В 1825 году Гюго вернулся к рассказу, расширил, переработал его и опубликовал за подписью «Автор Гана Исландца» в 1826 году и в том же году, вторично, под своим именем. Редакцию 1826 года Гюго считал окончательной.
Вариант 1820 года представляет собою небольшую новеллу, в центре которой стоит яркий образ благородного и великодушного негра Бюг-Жаргаля, трагическую историю которого рассказывает французский офицер, капитан Дельмар. Образ Бюг-Жаргаля целиком перешел во вторую редакцию, но произведение в целом сильно изменилось; новелла о судьбе одного негра превратилась в роман о восстании чернокожих рабов во французской колонии Сан-Доминго (северо-западная часть острова Гаити) в 1791 году.
Гюго писал роман на основе исторических документов, рассказов очевидцев, газетных материалов; он показал восстание 1791 года в ярких красках, со многими историческими подробностями.
Злободневность темы была главной причиной успеха «Бюг-Жаргаля» у первых читателей. Как отмечает сам автор в предисловии к изданию 1826 года, волнения негров и мулатов на Гаити к середине 20-х годов XIX века вновь создали угрозу для господства колонизаторов. Отсюда и живой интерес к роману.
По сравнению с вариантом 1820 года значительные изменения претерпел и сюжет «Бюг-Жаргаля». Появился совершенно новый образ – Мари, и новый мотив: любовь Бюг-Жаргаля к невесте его белого друга, о чем не было и речи в первом варианте. Бегло очерченный капитан Дельмар превратился в героя с развернутой характеристикой – капитана Леопольда д'Овернэ.

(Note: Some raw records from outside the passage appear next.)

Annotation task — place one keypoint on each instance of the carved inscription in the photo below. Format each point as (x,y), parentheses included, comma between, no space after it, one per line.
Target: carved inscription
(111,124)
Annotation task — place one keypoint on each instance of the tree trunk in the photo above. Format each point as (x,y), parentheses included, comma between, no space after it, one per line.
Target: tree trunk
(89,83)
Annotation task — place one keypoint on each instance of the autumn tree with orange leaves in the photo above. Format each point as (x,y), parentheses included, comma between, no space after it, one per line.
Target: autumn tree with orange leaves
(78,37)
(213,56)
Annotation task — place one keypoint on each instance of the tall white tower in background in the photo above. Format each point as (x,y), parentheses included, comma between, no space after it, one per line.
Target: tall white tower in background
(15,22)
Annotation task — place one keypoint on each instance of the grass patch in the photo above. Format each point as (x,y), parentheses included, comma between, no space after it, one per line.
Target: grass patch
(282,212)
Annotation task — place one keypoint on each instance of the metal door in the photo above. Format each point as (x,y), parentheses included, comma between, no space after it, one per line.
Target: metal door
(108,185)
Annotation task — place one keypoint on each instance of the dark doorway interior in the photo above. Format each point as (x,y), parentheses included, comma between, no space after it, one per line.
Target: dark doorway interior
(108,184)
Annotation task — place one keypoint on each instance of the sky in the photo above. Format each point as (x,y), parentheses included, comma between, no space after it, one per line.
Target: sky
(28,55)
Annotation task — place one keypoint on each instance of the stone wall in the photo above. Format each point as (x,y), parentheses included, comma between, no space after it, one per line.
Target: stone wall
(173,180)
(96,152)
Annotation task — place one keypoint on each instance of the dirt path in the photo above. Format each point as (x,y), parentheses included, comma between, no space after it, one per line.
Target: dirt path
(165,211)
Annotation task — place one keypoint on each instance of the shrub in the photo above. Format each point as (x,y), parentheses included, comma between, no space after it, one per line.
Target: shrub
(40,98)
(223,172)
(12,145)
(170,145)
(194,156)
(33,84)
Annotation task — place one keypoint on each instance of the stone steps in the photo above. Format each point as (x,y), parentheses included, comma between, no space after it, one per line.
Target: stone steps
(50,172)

В романе возник ряд новых эпизодов и второстепенных персонажей, в том числе гротескный образ злого карлика Хабибры.
Первый роман Гюго отличается идейной и творческой незрелостью; жизненная правда переплелась здесь с неправдоподобными мелодраматическими положениями, с наивной сентиментальностью. Монархические убеждения молодого Гюго привели к искаженному освещению восстания негров, к преувеличению жестокости восставших, к идеализации французского дворянина д'Овернэ. В «Послесловии» Гюго повторяет легитимистскую клевету на французскую революцию, изображает революционных якобинцев кровожадными чудовищами, а поэта-монархиста Андре Шенье, генерала Кюстина, осужденного за измену Республике, и «верденских дев» – группу аристократок, замешанных в организации предательской сдачи города Вердена прусским войскам в 1792 году, – представляет невинными мучениками. Однако между «Послесловием» и романом нет органической связи; «Послесловие» противоречит всей идейной направленности произведения. Стремление к правдивости в искусстве толкало юношу-Гюго на верную дорогу: в героическом образе Бюг-Жаргаля и его друзей негров, в разоблачении зверств, низости и трусости белых плантаторов уже виден Гюго-демократ; не случайно единственный белый в романе, проявивший достоинство перед казнью в лагере Биасу, – это плотник, человек из народа, а самые горячие симпатии молодого автора – на стороне восставшего раба.